Weining will not graduate from the program until December, but that didn’t stop him from getting a job at Phillips Plastics in Menomonie. He started about four weeks ago.
“I work in the tool room as a mold machine technician,” Weining said. He heard about a job opening there and had some contacts in the company, but his plans to finish his degree at CVTC was key. “That was motivation for them. They had been looking to hire a student from CVTC for their program.”
In a sign of improving economic times, participation in the CVTC Spring Career Fair was up once again, and the message to employers was clear: Start your recruitment efforts early, as skilled workers are in high demand.
Overall, 81 private and public employers set up tables at three CVTC facilities at this year’s Spring Career Fair, up from 69 last spring and from 58 in spring 2012. The 37 employers at the Manufacturing Education Center represented an increase from 30 at the Spring 2013 Career Fair. In spring 2011, only 22 manufacturing businesses participated.
Kuss Filtration in Bloomer had never participated in the Spring Career Fair before, but it was time for the company that was spun off from Cummins Filtration to get proactive.
“Now that we’re spun off, there’s no outside support for troubleshooting equipment,” said Ben Rubenzer, manufacturing engineering manager for the company. He’s looking to expand a maintenance team of 14 at the plant that employs up to 170 workers.
“We’re looking at exploding our capabilities and our skill set internally,” Rubenzer said. “We’re looking at Electromechanical (Technology) students.”
Kuss Filtration was not the only company looking for people with the training to design, program and maintain the often automated equipment found in today’s manufacturing plants, nor was Kuss the first new employer to take part in the fair. Universal Services, a power line installation company out of Hastings, Minn.; Crown Trucks, a lift truck manufacturer from St. Paul; and Koch Pipeline were among several new Career Fair participants looking for people with such skills.

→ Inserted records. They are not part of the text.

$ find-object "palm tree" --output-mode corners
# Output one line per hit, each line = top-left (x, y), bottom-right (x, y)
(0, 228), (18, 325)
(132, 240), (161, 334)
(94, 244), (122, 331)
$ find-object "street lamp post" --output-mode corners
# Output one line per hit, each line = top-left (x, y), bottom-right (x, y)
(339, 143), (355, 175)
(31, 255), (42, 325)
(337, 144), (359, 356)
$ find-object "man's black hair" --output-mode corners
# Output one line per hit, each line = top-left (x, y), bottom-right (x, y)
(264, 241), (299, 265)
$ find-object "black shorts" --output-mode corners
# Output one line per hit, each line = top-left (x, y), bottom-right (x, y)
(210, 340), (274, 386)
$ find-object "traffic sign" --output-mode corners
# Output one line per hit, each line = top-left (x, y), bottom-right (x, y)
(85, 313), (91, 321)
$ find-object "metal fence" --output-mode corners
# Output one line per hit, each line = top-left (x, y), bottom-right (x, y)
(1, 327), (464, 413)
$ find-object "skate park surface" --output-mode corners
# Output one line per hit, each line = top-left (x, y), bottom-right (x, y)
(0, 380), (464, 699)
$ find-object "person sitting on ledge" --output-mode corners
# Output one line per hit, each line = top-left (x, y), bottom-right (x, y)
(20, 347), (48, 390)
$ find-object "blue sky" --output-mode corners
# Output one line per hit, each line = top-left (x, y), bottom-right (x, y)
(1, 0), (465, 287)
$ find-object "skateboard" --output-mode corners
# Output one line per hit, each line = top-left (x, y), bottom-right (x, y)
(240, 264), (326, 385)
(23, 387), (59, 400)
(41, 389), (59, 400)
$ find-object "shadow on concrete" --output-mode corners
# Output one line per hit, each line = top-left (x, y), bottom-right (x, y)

Some employers are anxious to find applicants.
Brad Moran at the TTM Technologies table said he has 31 maintenance workers at the Chippewa Falls plant, but he could use 40. “We’re constantly adding equipment. We’ve been on the increase the past two and half years,” Moran said.
A crowd of Machine Tooling Technics students gathered around the Riverside Machine and Engineering table, examining some of the small metal parts the company manufactures. The plant, which will be moving from Chippewa Falls into part of the Hutchinson Technology building on Eau Claire’s north side, has needs for machinists, inspectors on all shifts and calibration technicians. A sign at the table requested applicants for those jobs.
“About 90 percent of our crew is CVTC graduates. We recruit very heavily here,” said Elisia Gonsowski of the Riverside team.
Giles Nielsen of Five Star Plastics in Eau Claire was looking for Electromechanical Technology students, but also had his eyes open for people with other skills as well. On his table were two plastic prototype parts made through use of two different kinds of three-dimensional printers. CVTC recently added one of those types of printers.
“We have a rapid prototyping department,” said Nielsen. “If they know about this process and how to run these machines, it’s all the better.”
Plenty of openings
Companies tended to be quite familiar with CVTC graduates.
“We hired a CVTC student last year who is a multi-craft technician. He does a little bit of electrical and instrumentation and mechanical. He’s doing a great job for us. We’re looking to see who else is available,” said Natalie Caldarera of Koch Pipeline.
Denise Nelson of Universal Services had openings for as many as eight Electromechanical Technology technicians, four aerial linemen and a diesel mechanic – all skills taught in specific CVTC programs.
Students in the sought-after programs found a lot of interest from potential employers, but, as in Weining’s case, it was often too late – for the employers.
Electromechanical Technology student Charlie Yohnk of Bloomer has been working at Catalytic Combustion in Bloomer since September. “I plan to stay there, but I’m going around seeing what everyone else is up to,” he said.
It’s not too late for companies to spark an interest with Sam Reider, who can bring a diversity of skills. The 2007 Chippewa Falls High School graduate attended CVTC in the Air Conditioning, Heating and Refrigeration Technology program, then served his country in Afghanistan as a diesel mechanic in the service. He’s now a CVTC Industrial Mechanics program student.
“I like fixing stuff. I want to see what’s out there after I graduate,” Reider said. He drew some early interest from Five Star Plastics, even though he’s not graduating until May 2015.
For Career Fair employers, recruitment is a long-term project.